At Mark Twain Intermediate School for the Gifted and Talented in Brooklyn, offers to students from low-income families (those who qualify for free and reduced price lunch under federal guidelines) increased from 35% last year to 46% this year.
The school previously used tests and auditions to select students, but, like all other middle schools this year, switched to a lottery.
“This isn’t surprising that when you reduce barriers by eliminating screens you create more access,” said Matt Gonzales, director of the Integration and Innovation Initiative at NYU Metro Center. “This is where we needed to go, it’s sad it required a pandemic to have a humane admissions policy in the city.”
Gonzales served on a task force convened by Mayor de Blasio that recommended eliminating middle school screens years ago.
“I want to see these changes made permanent,” he said.
Ultimately, the next mayor will have to decide whether to maintain selective admissions at the middle and high school levels.
The education department did not offer a breakdown of admissions at the middle schools by race as it does for its most selective high schools, but schools that have served more affluent student bodies have also been disproportionately white. Overall, nearly three quarters of the city’s public school students come from low-income families.
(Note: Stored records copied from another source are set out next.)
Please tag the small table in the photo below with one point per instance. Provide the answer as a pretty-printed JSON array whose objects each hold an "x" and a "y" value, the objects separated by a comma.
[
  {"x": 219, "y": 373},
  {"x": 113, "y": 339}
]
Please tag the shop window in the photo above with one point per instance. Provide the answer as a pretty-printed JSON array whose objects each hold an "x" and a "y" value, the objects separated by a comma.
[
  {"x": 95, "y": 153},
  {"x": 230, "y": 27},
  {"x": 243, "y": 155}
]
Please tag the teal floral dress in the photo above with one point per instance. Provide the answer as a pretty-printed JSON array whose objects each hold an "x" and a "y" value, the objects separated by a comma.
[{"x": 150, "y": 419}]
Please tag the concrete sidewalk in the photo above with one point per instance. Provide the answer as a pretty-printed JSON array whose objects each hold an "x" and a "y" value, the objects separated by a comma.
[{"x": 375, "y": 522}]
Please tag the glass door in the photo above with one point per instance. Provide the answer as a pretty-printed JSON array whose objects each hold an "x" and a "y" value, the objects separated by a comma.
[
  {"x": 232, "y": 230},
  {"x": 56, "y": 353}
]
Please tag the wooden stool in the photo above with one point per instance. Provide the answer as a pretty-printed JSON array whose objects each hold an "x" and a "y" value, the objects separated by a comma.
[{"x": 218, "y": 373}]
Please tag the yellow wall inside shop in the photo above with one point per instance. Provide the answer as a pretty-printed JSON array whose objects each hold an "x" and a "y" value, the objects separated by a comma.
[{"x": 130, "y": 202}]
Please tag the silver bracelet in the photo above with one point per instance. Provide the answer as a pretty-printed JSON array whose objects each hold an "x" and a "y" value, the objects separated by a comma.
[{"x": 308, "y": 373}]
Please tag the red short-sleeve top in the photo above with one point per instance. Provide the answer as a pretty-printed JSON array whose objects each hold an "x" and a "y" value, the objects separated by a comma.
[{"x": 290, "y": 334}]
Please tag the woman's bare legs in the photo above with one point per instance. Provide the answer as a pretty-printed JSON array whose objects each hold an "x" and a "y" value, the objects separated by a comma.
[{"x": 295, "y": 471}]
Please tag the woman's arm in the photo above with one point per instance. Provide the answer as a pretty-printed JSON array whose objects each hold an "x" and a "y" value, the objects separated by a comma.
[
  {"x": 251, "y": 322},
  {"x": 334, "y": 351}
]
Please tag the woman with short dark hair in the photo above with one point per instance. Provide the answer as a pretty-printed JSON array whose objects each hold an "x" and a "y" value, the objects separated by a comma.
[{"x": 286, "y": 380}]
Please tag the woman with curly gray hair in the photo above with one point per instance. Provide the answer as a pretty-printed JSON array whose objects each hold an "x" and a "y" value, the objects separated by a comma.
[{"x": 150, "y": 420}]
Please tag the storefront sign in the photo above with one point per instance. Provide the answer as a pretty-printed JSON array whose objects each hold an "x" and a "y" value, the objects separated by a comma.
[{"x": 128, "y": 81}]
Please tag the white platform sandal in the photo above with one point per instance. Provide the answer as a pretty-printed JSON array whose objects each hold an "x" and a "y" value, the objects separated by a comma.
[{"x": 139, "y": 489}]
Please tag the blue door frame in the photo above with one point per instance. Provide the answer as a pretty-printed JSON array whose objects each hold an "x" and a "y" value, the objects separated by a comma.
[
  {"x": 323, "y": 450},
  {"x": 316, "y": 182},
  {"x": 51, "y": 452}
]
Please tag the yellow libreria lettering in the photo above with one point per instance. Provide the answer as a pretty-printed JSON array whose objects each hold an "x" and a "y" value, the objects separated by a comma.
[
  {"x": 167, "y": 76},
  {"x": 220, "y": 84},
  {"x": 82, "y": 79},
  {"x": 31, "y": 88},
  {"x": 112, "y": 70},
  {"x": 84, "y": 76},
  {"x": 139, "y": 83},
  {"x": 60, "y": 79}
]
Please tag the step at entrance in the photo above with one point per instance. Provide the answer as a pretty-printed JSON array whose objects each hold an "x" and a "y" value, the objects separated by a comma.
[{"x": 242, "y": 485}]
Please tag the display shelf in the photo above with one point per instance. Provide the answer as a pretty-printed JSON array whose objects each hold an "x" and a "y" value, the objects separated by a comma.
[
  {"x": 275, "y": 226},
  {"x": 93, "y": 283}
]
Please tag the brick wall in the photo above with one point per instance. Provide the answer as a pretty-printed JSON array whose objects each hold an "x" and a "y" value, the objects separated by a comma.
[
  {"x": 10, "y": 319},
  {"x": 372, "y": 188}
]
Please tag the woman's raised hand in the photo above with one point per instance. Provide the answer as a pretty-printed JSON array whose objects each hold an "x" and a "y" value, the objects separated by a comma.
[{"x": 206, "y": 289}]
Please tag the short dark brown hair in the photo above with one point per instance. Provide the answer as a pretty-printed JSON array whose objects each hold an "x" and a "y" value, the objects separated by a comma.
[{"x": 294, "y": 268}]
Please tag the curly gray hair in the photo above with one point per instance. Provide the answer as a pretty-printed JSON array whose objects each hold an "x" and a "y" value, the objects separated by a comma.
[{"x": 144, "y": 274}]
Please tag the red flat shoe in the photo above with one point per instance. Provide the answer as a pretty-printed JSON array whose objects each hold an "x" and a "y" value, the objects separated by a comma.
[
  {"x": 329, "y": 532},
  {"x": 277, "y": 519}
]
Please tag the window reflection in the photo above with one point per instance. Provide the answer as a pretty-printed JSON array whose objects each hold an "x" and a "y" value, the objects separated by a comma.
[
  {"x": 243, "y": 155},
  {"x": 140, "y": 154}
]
In December, Mayor de Blasio announced the city would pause all selective admissions for middle schools this year, requiring them to stop using test scores, grades, attendance or other metrics to determine admission. Students ranked up to 12 choices, and schools that had more applicants than slots used a lottery.
De Blasio said it was a necessary shift because the pandemic had made those measures either unreliable or totally unavailable: state tests were canceled last spring and schools were given broad flexibility around grading and attendance.
But the mayor also framed the decision as a step toward equity.
“I think these changes will improve justice and fairness, but they’ll also make the process simpler and fairer, particularly given what we’re dealing with this year and all the results of the coronavirus that have changed the way we have to do things,” he said when announcing the overhaul in December.
About 196 middle schools had selective admissions policies in 2019, according to the DOE, or about 40% of all middle schools.
Integration advocates have been fighting against policies that use tests, grades or attendance to determine admissions for years. Last November, the student-led activist group Teens Take Charge filed a federal lawsuit arguing that admissions screens disproportionately disadvantaged Black, Latino, and under-represented Asian students. They say the screens serve as a barrier for students of color, students from poorer communities, and students with disabilities.
Eliminating screens appears to make a difference.
District 15, which covers a swath of Brooklyn encompassing Cobble Hill, Red Hook, Sunset Park, and Park Slope, eliminated selective admissions screens and replaced them with a weighted lottery several years ago. Under the plan, schools gave priority to students who are homeless, English Language Learners, or from low-income households.
Getting rid of screens changed the demographics at some schools. Now in its third year, District 15 generally showed more progress, though students from low-income communities appear more likely to apply to schools in affluent, whiter areas like Park Slope than students from wealthier areas who apply to schools in poorer neighborhoods like Sunset Park, where many Chinese and Latino immigrants live.
District 13 in Brooklyn, which includes Fort Greene, Bedford-Stuyvesant, Clinton Hill, and Prospect Heights, also launched a diversity initiative this year, similar to the District 15 plan. Demographics of some schools changed there as well, though the shifts were modest.